We (individuals) can’t avoid contributing to the problem because we need (or at least want) the products that create the costs and well as environmental and health problems. For example, we want olive oil, but are trapped by the economics of the thing. We want good quality oil at a “low” price. We shop for price, we look at price rather than environmental cost – so pick up the less expensive ones. That means the processors will try to keep the prices low enough to win the most sales, meaning they won’t implement expensive fixes to their environmental problems – if they do, their prices will go up, their sales will go down and they are out of business. We can’t buy the “correct” product because we have no information, and because we also have budgets. There is no “solution” to this in a “free” market. The costs will always be avoided by the consumers and producers, and the costs will always be passed forward to the society (and environment). The “customer” will pay for these costs, but it will be in terms of increased taxes to fix the problems, and a degraded lifestyle somewhere down the road. Unfortunately there is not a clear tie for the individual customer between the cost of their purchase and the eventual fully loaded cost of their decision. The ones that have the savings are seldom the same as those that pay for the external costs.
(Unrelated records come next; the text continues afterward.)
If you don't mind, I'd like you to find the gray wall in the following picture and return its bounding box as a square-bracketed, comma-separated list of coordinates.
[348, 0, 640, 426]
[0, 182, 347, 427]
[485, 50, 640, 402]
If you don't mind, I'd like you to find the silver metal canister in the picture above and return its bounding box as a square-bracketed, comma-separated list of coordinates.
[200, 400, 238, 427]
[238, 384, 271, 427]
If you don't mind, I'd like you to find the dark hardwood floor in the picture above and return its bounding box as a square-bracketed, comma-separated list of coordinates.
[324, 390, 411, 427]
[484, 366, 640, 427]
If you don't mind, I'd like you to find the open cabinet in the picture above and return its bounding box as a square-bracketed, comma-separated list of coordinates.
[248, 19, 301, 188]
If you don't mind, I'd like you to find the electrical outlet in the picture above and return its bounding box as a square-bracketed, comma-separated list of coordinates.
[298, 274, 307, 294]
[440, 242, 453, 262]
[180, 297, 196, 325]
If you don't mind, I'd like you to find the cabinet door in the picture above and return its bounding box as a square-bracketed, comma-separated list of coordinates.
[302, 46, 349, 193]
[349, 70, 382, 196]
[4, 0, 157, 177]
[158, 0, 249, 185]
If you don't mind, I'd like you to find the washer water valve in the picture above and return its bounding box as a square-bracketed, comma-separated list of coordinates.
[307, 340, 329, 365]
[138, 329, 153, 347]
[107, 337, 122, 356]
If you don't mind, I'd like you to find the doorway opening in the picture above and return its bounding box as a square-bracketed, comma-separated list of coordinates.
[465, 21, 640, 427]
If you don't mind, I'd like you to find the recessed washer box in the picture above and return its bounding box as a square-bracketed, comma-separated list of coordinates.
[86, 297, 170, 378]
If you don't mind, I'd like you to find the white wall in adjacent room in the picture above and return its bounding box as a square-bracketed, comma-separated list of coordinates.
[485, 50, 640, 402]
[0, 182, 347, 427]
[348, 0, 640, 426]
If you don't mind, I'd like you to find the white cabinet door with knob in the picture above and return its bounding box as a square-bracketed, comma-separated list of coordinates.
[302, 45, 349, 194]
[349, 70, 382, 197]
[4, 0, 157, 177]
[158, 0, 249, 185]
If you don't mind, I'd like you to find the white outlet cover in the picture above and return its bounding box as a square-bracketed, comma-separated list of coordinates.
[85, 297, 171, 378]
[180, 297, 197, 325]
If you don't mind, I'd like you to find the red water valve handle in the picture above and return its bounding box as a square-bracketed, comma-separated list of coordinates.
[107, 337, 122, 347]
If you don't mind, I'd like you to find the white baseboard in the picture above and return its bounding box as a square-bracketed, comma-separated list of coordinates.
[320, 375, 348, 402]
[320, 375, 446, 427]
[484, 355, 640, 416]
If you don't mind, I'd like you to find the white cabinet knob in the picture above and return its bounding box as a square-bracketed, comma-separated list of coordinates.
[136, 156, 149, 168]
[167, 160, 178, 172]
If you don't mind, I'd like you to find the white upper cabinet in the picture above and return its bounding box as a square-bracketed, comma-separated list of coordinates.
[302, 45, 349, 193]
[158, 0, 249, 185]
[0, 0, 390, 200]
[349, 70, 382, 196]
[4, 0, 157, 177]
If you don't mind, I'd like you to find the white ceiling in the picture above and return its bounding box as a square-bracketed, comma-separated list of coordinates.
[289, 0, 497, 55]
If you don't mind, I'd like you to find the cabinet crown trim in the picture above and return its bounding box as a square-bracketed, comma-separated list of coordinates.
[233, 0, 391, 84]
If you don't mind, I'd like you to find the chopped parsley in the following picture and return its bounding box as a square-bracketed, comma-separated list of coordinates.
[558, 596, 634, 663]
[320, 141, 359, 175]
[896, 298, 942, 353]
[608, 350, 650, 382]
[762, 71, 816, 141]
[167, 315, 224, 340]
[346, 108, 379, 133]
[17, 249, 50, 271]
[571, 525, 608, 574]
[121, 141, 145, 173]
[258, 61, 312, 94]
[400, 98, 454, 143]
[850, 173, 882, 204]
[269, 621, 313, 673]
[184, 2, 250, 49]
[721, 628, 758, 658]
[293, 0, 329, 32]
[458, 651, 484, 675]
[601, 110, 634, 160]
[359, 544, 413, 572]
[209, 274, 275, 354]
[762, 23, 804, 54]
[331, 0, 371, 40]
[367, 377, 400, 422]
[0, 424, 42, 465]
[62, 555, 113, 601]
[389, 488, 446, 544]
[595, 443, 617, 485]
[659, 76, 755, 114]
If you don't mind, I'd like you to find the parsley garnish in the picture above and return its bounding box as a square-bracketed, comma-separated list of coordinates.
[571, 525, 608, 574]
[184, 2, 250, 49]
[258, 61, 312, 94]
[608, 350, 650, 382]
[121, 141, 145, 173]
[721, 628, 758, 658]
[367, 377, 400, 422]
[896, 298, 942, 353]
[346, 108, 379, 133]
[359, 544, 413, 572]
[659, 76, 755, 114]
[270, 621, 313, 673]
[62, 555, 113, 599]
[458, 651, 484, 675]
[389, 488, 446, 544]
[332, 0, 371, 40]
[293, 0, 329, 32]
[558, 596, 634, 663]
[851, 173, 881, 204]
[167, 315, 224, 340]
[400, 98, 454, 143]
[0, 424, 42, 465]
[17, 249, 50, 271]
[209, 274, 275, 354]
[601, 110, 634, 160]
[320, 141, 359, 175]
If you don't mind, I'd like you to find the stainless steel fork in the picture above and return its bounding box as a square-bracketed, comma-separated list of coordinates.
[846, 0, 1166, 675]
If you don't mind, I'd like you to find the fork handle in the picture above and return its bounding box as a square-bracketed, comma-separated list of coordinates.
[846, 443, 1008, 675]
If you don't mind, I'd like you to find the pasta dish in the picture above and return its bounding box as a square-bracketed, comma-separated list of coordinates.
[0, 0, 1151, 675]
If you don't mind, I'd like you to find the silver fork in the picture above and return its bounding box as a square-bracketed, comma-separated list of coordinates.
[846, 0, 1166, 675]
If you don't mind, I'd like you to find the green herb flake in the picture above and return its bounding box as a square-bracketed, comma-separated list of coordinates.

What is the solution? The first thing that springs to mind is regulation, lots and lots of regulations. Tiny regulations, specific regulations, millions of “can does” and “can’t does”. This approach not only does not work, it cannot work. There are too many things to consider, there are too many powerful lobbyists, things are changing far too fast to ever have nearly enough regulations to cover everything we do. It is practically impossible. What would work? I am not sure, but it seems that the decision of whether or not to produce something, and how to do that, should be tied to “proving” ahead of time that there will be no damages or costs to society or the environment. Should damage occur, then any after-the-facts costs should be paid entirely by those that caused the problems – plus appropriate penalties. Somehow or another we need to shift the responsibility for “doing the right thing” to those that are doing the things. Competition between provides should all have the same constraints – they have to be able to do it properly, not lower their prices by “cheating” or passing the costs on to future generations.